Najbardziej kontrowersyjne perfumy tego sezonu? „Fucking Fabulous” Toma Forda. Wiemy, skąd wzięła się ich nazwa!
Na początku września 300 szczęściarzy ze świata mody otrzymało zaproszenie na wiosenny pokaz Toma Forda otwierający nowojorski Fashion Week. A wraz z nim flakon najnowszych perfum sygnowanych nazwiskiem projektanta. Ale nie nikt nie mówił wtedy o tym jak pachną, ale o tym... jak się nazywają! Fucking Fabulous, bo tak brzmi pełna nazwa, od razu wzbudziły kontrowersje, ale i zachwyty. Czy słusznie?
Czym pachną perfumy Fucking Fabulous?
Ci, którzy mieli już okazję je wypróbować mówią, że pachną... fantastycznie! Można w nich wyczuć nuty skórzane, kwiatowe, aromat wanilii, gorzkich migdałów i drzewa kaszmirowego. Jeśli masz ochotę sprawdzić, jak ta kompozycja będzie pachnieć na twojej skórze, musisz przygotować się na wydatek 310$ za flakon o objętości 50 ml i uzbroić w cierpliwość, bo chwilowo na flakony trzeba chwilę poczekać. Firma wyprodukowała bowiem tylko 1300 sztuk, z czego 300 zostało wysłane wybrańcom:-) Reszta już dawno się wyprzedała i w tej chwili firma czeka na kolejną dostawę.
Zobacz także: Jakie włosy będą modne wiosną? My już to wiemy! Oto 10 najlepszych fryzur prosto z tygodnia mody w Nowym Jorku!
Jak powstała kontrowersyjna nazwa nowych perfum Forda?
Historia jest w sumie dziecinnie prosta. "Siedzieliśmy z Tomem nad próbką zapachu i gdy tylko ją powąchał powiedział "To jest fucking fabulous!". Spojrzałem na niego i potwierdziłem. Wtedy Tom zaproponował, żeby tak właśnie nazwać ten zapach. I tak się stało" powiedział John Demsey, executive group president Estee Lauder Company, właściciela marki Tom Ford Beauty w magazynie Coveteur.

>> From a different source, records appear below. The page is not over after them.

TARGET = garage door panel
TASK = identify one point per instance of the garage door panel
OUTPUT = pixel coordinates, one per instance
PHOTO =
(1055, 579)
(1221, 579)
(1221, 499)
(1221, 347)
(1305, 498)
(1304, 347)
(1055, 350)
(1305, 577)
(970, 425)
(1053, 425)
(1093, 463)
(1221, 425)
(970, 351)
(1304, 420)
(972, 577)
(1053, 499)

Firma ma świadomość, że jest to kontrowersyjna nazwa, ale "Zrobiliśmy to odważnie i świadomie. I także dlatego, że Tom może sobie na to pozwolić" dodał Demsey.
Dzięki ich odwadze na rynku pojawiła się nowość, która rozgrzała wszystkich do czerwoności. A takie historie lubimy najbardziej!